Del Tredici's an interesting guy. He's best known for his series of Alice pieces, one of which won a Pulitzer in 1980, and for helping bring tonality back to contemporary classical music. When he first abandoned 12-tone serialism to write Final Alice, he was a pretty polarizing figure among composers, many of whom viewed any deviation from atonal composition as apostasy. (Critic Kyle Gann has a nice article about that movement here.)

When you listen to the music, though, it makes total sense. Just think of the world conjured by Alice in Wonderland: bizarre but recognizable, full of both nonsense language and dry wit, morphing the everyday elements of Alice's subconscious into visions absurd and monstrous. Del Tredici's music is ideal text-painting. It's based on a theme that's SO tonal it's almost annoying--completely diatonic, it spends most of its time just outlining a major scale. (Catchy, though.) But then Del Tredici takes that theme and twists it beyond recognition, or throws up multiple statements of the theme that are out of phase with one another. Chaos and dissonance ensue, but all in the service of setting a scene. It's not unlike how, more than a century ago, Richard Strauss presaged serialism by using atonality to depict absurdities and monstrosities in his music. Only, in 1976, Del Tredici was moving in the opposite direction.

In this interesting Del Tredici interview, the gay composer admits that he identified with Lewis Carroll's "closeted" emotional life more than he identified with the books themselves. (Carroll secretly pined for the real-life Alice, and Del Tredici secretly pined for men.) He'd never read Alice all the way through, but something drew him to the books for inspiration. Apparently English people didn't appreciate how the Alice pieces drew attention to this aspect of Lewis Carroll's life. From the interview:

DAVID DEL TREDICI: In a wild kind of way the Alice pieces...are about being gay... In the sense that when they were done in England—this whole idea of having the love songs come out all tonal—they took great offense at my treatment of Lewis Carroll. They thought it was horrific that I let the erotic out of the bottle, or suggested that there was this whole other side to Lewis Carroll. In America we don't care. It's not really our book. Somehow it was more proprietary in England. I was amazed by this different aspect. My settings are also very emotional, which is not really the way the book is commonly perceived.

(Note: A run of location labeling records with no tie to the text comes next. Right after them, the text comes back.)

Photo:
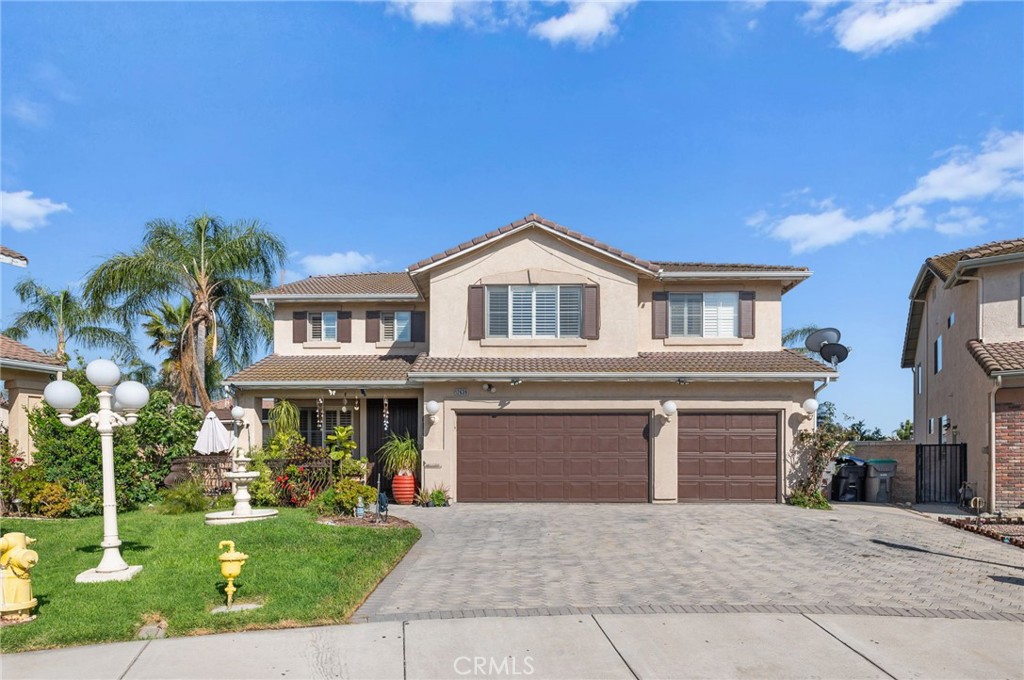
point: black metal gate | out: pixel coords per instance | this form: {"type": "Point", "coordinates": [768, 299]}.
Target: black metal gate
{"type": "Point", "coordinates": [941, 471]}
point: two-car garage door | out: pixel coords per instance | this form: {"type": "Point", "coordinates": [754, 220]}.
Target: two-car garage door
{"type": "Point", "coordinates": [604, 457]}
{"type": "Point", "coordinates": [577, 457]}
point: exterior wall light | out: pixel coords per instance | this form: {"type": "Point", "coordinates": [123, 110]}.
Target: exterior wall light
{"type": "Point", "coordinates": [432, 408]}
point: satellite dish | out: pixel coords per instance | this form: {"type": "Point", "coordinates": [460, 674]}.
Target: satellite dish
{"type": "Point", "coordinates": [834, 352]}
{"type": "Point", "coordinates": [821, 337]}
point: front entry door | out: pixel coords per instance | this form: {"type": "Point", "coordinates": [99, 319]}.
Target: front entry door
{"type": "Point", "coordinates": [403, 418]}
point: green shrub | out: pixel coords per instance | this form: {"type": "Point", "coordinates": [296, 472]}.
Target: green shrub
{"type": "Point", "coordinates": [186, 497]}
{"type": "Point", "coordinates": [342, 499]}
{"type": "Point", "coordinates": [815, 500]}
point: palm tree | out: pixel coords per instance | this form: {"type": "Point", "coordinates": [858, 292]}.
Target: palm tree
{"type": "Point", "coordinates": [65, 316]}
{"type": "Point", "coordinates": [214, 265]}
{"type": "Point", "coordinates": [795, 337]}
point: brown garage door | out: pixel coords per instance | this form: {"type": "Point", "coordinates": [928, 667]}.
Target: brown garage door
{"type": "Point", "coordinates": [577, 457]}
{"type": "Point", "coordinates": [727, 457]}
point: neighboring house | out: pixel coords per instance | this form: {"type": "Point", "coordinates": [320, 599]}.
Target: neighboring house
{"type": "Point", "coordinates": [550, 357]}
{"type": "Point", "coordinates": [8, 256]}
{"type": "Point", "coordinates": [965, 342]}
{"type": "Point", "coordinates": [25, 373]}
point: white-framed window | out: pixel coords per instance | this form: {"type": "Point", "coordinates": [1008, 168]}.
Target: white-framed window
{"type": "Point", "coordinates": [312, 429]}
{"type": "Point", "coordinates": [396, 326]}
{"type": "Point", "coordinates": [534, 311]}
{"type": "Point", "coordinates": [324, 327]}
{"type": "Point", "coordinates": [704, 314]}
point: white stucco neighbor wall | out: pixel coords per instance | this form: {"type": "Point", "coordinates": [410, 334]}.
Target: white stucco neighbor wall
{"type": "Point", "coordinates": [440, 462]}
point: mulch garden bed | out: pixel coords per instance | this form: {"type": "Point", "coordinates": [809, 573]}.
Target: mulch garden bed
{"type": "Point", "coordinates": [368, 520]}
{"type": "Point", "coordinates": [1007, 529]}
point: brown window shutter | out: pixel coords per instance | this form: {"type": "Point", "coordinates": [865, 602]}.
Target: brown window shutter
{"type": "Point", "coordinates": [747, 313]}
{"type": "Point", "coordinates": [344, 327]}
{"type": "Point", "coordinates": [419, 331]}
{"type": "Point", "coordinates": [299, 332]}
{"type": "Point", "coordinates": [476, 312]}
{"type": "Point", "coordinates": [591, 312]}
{"type": "Point", "coordinates": [659, 314]}
{"type": "Point", "coordinates": [373, 327]}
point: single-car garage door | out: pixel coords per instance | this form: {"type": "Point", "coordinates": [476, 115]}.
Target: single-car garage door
{"type": "Point", "coordinates": [574, 457]}
{"type": "Point", "coordinates": [727, 457]}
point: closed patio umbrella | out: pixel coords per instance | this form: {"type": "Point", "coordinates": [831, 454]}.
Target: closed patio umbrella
{"type": "Point", "coordinates": [213, 437]}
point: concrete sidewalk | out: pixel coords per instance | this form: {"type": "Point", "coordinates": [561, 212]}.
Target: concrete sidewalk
{"type": "Point", "coordinates": [701, 645]}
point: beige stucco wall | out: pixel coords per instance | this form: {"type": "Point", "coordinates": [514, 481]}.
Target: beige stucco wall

FRANK J. OTERI: In a weird way tonality at that point in time was the musical language that dare not speak its name.

DAVID DEL TREDICI: [laughs] I like that. That's exactly right. Great.


Now there's a thesis waiting to be written! Anyway, Final Alice is still in print and available through MY local library system, at least. Mr. Del Tredici's Myspace is musically underwhelming, though he does list as influences "Lots of Gay Poets" and "All things that have to do with leather." So there's that.